Friday, October 22, 2010

The Translation

It was slow last night, and a foreign guy (Hispanic looking) gets into the car. He has his address written down, I take him to the street and he says something under his breath, so I thought he was asking how much, so my dumb ass says "$8.00". she says it again, I repeat "$8.00" again, so he looks at me and nods and I look at him and nod, so he says it louder, and finally understood what he was saying, he was saying suck dick... suck dick. So then the confusion for me was does he think I am sucking his dick for $8.00 or do I know where he can get his dick sucked.

So I say "no suck dick", and did my arms in a driving fashion (the drive) and said $8.00. He said okay and gave me $10.00 and got out of the car.
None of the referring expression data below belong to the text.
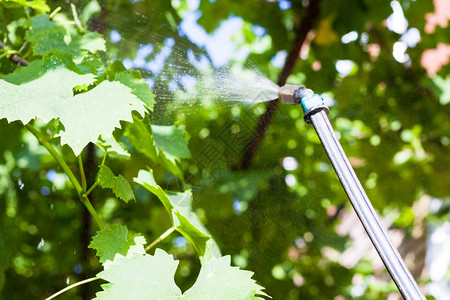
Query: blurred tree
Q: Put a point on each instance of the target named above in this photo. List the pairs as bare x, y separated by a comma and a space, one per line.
261, 181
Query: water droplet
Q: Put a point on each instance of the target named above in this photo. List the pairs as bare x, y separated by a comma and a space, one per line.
41, 244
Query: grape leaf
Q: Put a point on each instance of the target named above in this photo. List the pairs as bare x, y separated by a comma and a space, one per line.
112, 240
119, 185
85, 116
138, 85
179, 207
219, 280
140, 277
137, 276
51, 36
91, 9
172, 141
114, 147
46, 35
141, 137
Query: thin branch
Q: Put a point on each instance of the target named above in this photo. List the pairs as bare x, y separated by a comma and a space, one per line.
15, 58
162, 237
310, 16
72, 286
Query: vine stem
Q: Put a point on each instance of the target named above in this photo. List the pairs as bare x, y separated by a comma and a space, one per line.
161, 237
83, 177
83, 197
72, 286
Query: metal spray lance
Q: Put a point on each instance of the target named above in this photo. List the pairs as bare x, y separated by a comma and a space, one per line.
316, 113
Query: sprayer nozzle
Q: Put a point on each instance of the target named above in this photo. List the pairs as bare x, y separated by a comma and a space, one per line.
293, 94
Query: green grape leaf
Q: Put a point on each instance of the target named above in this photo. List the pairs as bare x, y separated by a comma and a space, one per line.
172, 141
141, 137
114, 240
179, 207
140, 277
51, 36
219, 280
114, 147
85, 116
119, 185
46, 35
144, 276
25, 74
138, 85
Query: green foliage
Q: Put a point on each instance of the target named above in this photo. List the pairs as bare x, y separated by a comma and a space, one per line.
166, 146
113, 240
179, 207
139, 275
110, 102
279, 222
119, 185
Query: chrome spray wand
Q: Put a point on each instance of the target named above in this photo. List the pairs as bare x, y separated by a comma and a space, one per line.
316, 113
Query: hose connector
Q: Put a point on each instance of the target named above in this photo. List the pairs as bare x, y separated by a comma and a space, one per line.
299, 94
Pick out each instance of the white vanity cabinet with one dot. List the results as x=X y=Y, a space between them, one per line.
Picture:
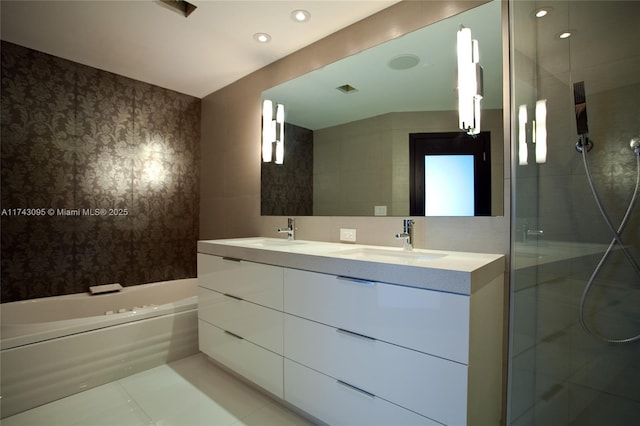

So I guess he was asking me to suck his dick, since he left with no further clarification.

I am burned out doing this shit. The hatred is at an all time high.

The Tussle

I was at the metro on the phone with my white friend, I look up and and see this guy and girl fightin like shit. So they must have been fighting for a minute because they both look winded. He starts to choke her! One of the cars started to honk the horn, but that is it. My white friend was like "what the fuck call the police!" and you were like "I ain't getting involved, there are other people out here including the station manager, it was right in front of the station; and no one else was doing anything" There was a guy driving the car and also a guy in the backseat, the guy gets out the back of the car and says something, and the guy choking the girl, stuffs her in the car and they pull off.

What was that (I farted), no really what was that?

The Toss



It was as Sunday and slow, but it was a home game night at FedEx Fields, so I was really waiting for the game to end to make the money for that night. I was coming back from a drop in DC and as usual I swung around to Cheverly metro to catch some stragglers. A guy walked up and asks if I am working, I tell him yes and he gets in. He said "I need to go multiple places if that is okay, so we gonna take a ride". I said "okay", he gave me $60.00 up front. He said money isn't an issue tonight, he just came into some good fortune.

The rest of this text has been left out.